What it is: This is the most commonly found sugar in most households. Also called granulated sugar, this highly refined sugar is made from sugarcane and sugar beets.
When to use it: White sugar is used in baking, cooking and coffee—if you’re weak. (Kidding we add sugar to our coffee all the time.)
Brown Sugar (Light and Dark)
What it is: Simply put, brown sugar is white sugar with cane molasses added to it. The amount of molasses added determines whether it’s light or dark brown sugar.
When to use it: Light brown sugar can be found in recipes for baked goods, as well as some savory dishes, while dark brown sugar is used mostly in baking (think gingerbread cake). Brown sugar can be swapped for white in some recipes, however, since brown sugar contains molasses, it will affect the texture of the baked good, so other ingredient amounts might have to be adjusted.
Confectioners’ Sugar (Powdered Sugar)
What it is: Confectioners’ sugar, powdered sugar—different names, same stuff. It’s made by grinding granulated sugar into a powdered state. If you’re in a pinch, you can create your own confectioners’ sugar at home by blending granulated white sugar, adding some cornstarch then sifting it.
When to use it: This sugar is commonly used to make frostings and glazes, and dusted as a finishing touch over cakes and other pastries.

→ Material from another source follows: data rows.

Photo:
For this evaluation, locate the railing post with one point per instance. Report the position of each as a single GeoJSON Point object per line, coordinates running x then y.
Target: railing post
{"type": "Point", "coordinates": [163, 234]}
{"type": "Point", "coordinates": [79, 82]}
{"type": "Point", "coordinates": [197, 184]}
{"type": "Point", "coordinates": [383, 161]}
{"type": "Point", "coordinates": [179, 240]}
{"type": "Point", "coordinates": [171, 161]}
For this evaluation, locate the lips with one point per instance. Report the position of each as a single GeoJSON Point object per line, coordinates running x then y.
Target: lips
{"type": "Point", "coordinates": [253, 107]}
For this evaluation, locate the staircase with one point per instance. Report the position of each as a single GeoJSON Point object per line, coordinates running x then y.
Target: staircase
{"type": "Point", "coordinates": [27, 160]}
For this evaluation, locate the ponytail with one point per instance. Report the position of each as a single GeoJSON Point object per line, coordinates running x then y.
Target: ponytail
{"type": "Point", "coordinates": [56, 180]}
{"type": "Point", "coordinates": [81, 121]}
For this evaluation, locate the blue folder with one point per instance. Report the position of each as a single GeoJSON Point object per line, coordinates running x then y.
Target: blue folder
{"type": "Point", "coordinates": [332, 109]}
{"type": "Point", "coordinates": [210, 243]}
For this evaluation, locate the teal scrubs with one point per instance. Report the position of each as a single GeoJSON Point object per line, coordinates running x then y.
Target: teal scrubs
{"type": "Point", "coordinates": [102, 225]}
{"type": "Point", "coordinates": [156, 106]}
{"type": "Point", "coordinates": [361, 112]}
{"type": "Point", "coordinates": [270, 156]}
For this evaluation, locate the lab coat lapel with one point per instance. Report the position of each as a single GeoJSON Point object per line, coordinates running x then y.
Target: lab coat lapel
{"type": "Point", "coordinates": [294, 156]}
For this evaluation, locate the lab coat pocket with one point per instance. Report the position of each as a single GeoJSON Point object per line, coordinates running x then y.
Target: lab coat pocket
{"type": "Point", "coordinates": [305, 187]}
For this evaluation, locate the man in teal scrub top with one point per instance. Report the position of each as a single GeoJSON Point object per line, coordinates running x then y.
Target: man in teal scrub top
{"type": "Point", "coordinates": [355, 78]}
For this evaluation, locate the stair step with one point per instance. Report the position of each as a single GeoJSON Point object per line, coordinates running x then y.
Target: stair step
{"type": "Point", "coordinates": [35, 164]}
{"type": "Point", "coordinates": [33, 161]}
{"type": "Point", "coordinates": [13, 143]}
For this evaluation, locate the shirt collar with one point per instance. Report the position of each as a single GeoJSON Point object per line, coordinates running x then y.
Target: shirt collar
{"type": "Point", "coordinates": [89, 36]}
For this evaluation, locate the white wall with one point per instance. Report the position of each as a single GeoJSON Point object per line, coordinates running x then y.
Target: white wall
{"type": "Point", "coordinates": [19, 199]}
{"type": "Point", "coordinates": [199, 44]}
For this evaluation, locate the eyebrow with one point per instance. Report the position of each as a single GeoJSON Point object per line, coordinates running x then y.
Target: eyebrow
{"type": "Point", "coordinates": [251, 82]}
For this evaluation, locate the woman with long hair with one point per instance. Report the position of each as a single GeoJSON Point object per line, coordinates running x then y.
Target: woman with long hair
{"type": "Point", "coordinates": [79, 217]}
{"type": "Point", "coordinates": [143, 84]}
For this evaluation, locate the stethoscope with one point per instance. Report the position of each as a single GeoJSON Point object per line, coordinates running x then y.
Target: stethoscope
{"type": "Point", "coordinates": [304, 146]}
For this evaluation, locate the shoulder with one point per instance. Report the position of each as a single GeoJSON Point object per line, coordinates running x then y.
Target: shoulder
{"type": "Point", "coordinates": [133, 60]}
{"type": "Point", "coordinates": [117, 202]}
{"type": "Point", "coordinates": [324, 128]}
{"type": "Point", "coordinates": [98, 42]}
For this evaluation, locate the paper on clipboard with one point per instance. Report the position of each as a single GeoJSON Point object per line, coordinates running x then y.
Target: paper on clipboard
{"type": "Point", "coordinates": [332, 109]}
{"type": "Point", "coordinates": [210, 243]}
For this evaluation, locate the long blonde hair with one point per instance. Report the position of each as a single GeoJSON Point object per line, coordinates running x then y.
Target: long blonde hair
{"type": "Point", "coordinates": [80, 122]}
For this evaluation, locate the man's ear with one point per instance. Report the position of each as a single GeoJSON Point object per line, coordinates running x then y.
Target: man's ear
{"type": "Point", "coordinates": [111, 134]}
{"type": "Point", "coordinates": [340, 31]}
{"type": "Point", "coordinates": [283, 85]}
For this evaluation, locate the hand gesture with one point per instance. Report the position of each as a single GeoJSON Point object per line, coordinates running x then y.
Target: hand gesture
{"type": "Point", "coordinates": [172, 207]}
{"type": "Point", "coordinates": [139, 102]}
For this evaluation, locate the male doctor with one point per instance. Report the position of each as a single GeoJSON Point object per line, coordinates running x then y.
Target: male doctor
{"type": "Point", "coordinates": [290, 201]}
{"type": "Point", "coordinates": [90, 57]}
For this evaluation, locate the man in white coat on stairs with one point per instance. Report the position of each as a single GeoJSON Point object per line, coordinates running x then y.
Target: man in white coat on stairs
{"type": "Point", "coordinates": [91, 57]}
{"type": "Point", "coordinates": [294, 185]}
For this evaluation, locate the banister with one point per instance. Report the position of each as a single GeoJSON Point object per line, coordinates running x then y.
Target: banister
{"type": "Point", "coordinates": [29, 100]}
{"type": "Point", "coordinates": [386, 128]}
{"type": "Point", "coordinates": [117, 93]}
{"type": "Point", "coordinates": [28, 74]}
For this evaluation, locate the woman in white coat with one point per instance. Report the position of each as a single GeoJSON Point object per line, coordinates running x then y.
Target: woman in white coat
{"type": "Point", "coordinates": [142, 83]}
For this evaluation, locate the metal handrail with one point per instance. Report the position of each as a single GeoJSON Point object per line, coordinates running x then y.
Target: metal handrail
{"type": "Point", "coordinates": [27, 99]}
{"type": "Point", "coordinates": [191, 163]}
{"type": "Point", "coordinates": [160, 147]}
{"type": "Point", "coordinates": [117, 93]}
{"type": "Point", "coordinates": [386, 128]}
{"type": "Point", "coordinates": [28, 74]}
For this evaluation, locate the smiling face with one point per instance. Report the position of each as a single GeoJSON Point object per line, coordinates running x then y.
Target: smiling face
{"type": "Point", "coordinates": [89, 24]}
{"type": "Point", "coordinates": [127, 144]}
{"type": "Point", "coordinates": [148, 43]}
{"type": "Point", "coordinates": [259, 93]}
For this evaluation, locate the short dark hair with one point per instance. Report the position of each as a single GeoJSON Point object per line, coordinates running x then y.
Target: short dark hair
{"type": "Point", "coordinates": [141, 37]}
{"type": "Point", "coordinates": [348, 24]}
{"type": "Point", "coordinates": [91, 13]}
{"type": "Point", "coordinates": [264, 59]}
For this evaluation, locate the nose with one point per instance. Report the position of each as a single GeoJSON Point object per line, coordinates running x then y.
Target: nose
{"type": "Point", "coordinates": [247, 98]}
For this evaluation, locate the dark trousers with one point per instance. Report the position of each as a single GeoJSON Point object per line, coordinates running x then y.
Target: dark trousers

Although brown and white sugars can sometimes be used interchangeably when baking, depending on the recipe, confectioners’ sugar isn’t an equal trade. You never want to make buttercream with white granulated sugar, for example, or you’ll end up with a crunchy frosting.
One more sugar myth to bust? Brown sugar is not healthier than white sugar. We repeat: Brown sugar is no healthier than white sugar, despite popular opinion. Don’t let the color fool you. The New York Times cites the United States Department of Agriculture saying, “Brown sugar contains about 17 kilocalories per teaspoon, compared with 16 kilocalories per teaspoon for white sugar.” Case closed.